During that exercise, said corps automation officer Lt. Col. William Lewis, it quickly
became obvious that the three subunits had to exchange information with the brigade, the
two divisions at Fort Hood and commands below those levels. "We decided to expand
from those three elements to 15 to 16 units in the field, some of which have their own
subunits," Lewis said.


In the most recent exercise, each command post--for instance, the 31st Air Defense
Artillery Brigade--had its own server, typically a 66-MHz 486 machine with 16M of RAM to
32M of RAM. Each command post decided how many stations it should network and was
resposible for acquiring its own systems, hubs, cabling and other equipment.


At each command post, servers and PCs were linked via unshielded twisted-pair Ethernet
cabling with a thin coaxial cable into the Mobile Subscriber Equipment (MSE) digital
switching system. MSE, developed under an Army contract by GTE Corp. and first fielded at
Fort Hood in 1988, provides secure voice, data and fax communications at the corps and
division levels.


The exercise essentially created a tactical LAN covering a 20- by 30-mile area, with
the MSE supplying WAN service. It all operated as a secret-level, closed network; only two
units that needed to communicate with the garrison had connectivity to Fort Hood.
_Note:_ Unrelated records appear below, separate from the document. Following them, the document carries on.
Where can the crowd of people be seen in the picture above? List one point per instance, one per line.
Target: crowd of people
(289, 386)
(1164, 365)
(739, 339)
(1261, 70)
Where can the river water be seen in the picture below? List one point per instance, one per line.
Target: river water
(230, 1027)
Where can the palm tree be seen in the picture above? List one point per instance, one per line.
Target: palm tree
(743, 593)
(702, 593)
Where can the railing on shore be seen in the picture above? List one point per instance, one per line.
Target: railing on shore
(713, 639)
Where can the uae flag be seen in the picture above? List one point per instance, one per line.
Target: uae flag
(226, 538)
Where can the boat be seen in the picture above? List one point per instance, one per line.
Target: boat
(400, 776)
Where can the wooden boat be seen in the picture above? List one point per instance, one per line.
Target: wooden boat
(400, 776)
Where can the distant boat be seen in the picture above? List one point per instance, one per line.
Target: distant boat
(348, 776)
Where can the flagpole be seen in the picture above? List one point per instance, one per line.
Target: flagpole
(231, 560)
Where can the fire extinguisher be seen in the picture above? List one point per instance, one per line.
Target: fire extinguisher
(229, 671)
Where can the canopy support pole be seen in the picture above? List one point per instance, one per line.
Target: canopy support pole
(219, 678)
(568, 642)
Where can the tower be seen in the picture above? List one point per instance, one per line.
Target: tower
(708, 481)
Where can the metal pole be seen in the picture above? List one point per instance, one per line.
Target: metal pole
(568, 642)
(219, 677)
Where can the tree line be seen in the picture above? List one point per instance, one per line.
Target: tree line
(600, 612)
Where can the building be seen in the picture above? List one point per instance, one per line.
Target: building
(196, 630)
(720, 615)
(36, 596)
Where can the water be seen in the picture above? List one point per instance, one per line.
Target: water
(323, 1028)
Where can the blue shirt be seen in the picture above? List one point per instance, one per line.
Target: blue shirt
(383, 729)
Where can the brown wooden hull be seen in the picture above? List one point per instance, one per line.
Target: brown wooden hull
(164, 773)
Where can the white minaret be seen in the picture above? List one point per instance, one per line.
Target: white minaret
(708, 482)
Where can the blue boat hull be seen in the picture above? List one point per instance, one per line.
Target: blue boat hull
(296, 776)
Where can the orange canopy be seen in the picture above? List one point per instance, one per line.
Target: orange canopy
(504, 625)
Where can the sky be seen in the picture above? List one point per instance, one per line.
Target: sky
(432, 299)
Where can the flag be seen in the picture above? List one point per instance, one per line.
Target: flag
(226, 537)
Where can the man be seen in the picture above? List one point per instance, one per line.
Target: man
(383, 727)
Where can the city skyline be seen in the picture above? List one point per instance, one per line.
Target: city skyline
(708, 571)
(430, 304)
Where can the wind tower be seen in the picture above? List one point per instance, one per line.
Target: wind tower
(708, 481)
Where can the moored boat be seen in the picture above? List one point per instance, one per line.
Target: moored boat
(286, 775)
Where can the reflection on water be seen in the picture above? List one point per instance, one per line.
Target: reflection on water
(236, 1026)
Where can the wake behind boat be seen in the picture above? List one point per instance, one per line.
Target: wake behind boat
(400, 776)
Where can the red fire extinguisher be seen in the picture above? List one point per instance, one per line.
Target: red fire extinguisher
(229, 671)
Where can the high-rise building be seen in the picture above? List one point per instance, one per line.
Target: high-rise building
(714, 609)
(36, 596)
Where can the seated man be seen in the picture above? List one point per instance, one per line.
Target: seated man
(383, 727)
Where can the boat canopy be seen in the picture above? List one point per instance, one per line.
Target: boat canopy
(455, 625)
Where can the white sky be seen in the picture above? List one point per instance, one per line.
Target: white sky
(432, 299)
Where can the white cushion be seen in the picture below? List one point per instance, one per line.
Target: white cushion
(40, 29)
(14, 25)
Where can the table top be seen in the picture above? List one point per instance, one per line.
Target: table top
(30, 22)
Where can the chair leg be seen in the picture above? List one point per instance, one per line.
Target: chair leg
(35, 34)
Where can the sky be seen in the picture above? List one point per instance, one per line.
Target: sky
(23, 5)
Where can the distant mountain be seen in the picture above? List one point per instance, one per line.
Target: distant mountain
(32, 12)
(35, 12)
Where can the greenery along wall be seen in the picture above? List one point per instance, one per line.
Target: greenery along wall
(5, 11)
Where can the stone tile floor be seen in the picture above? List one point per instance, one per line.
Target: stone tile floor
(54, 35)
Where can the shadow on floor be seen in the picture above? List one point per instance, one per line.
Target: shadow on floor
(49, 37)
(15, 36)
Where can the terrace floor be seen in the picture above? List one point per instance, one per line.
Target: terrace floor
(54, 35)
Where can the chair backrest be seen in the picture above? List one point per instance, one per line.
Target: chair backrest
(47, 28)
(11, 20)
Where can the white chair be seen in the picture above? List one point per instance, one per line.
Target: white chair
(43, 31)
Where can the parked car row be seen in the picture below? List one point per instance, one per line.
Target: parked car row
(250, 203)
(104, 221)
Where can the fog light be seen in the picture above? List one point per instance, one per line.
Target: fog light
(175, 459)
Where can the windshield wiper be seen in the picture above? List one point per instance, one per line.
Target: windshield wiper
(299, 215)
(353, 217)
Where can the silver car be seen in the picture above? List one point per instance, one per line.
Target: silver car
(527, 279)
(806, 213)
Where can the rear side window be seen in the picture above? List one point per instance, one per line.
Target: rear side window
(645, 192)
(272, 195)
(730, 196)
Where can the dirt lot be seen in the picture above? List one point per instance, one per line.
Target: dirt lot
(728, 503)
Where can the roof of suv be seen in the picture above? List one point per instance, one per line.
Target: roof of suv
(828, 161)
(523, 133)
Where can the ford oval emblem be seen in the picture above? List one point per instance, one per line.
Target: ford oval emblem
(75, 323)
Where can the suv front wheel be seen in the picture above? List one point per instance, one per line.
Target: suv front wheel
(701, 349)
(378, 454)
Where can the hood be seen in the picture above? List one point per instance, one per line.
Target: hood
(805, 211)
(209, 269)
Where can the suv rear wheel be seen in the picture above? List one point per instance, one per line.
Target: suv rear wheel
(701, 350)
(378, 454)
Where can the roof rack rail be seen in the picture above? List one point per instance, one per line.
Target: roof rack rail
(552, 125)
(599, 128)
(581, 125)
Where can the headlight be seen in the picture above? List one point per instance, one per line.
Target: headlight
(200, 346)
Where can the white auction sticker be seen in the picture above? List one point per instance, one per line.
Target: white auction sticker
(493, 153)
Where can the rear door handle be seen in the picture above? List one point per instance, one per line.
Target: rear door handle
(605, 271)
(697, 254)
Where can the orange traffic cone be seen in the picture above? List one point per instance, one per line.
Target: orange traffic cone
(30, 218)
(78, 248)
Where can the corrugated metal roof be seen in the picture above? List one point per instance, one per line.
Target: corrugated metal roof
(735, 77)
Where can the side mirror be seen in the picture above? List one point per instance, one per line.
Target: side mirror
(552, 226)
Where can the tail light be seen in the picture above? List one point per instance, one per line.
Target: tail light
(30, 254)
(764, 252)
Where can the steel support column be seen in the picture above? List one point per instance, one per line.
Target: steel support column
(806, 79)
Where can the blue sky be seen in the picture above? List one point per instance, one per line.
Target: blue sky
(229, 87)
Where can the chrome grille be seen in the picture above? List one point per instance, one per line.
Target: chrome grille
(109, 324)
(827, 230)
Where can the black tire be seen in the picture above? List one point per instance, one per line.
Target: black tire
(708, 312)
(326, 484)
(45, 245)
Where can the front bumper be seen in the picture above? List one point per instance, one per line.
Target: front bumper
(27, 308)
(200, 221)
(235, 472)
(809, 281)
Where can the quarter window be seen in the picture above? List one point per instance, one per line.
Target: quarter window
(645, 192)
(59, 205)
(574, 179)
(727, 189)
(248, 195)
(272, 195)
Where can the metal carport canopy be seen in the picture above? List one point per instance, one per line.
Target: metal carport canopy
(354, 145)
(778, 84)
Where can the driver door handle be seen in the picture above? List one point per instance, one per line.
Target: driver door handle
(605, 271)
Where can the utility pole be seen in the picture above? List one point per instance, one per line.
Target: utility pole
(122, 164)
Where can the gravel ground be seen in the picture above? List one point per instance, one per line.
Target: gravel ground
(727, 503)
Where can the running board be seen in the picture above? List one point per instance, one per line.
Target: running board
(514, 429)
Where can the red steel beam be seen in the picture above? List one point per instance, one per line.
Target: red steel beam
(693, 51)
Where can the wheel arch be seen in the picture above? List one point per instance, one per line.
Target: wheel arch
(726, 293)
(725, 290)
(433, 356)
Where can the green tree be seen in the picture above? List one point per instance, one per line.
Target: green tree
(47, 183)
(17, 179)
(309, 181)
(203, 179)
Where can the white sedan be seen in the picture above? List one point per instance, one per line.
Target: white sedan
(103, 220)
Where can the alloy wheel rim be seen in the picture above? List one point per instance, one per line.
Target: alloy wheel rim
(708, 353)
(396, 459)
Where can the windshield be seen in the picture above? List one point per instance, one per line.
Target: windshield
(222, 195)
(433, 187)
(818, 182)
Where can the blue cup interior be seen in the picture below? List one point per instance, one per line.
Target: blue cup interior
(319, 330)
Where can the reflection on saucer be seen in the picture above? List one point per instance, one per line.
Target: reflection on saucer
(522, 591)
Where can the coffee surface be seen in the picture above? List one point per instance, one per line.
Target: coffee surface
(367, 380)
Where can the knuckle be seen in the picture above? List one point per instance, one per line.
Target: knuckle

In parallel with the data network, the 3rd Signal Brigade also established an encrypted
videoconferencing network in the field so the commanding general could synchronize corps
main's activities with corps rear, with staffs of the 1st Cavalry Division and the 4th
Infantry Division from Fort Hood, and with the 3rd Republic of Korea Army.


The video network, built largely with equipment from Vtel Corp. of Austin, Texas,
operated over 256-kilobit/sec satellite links.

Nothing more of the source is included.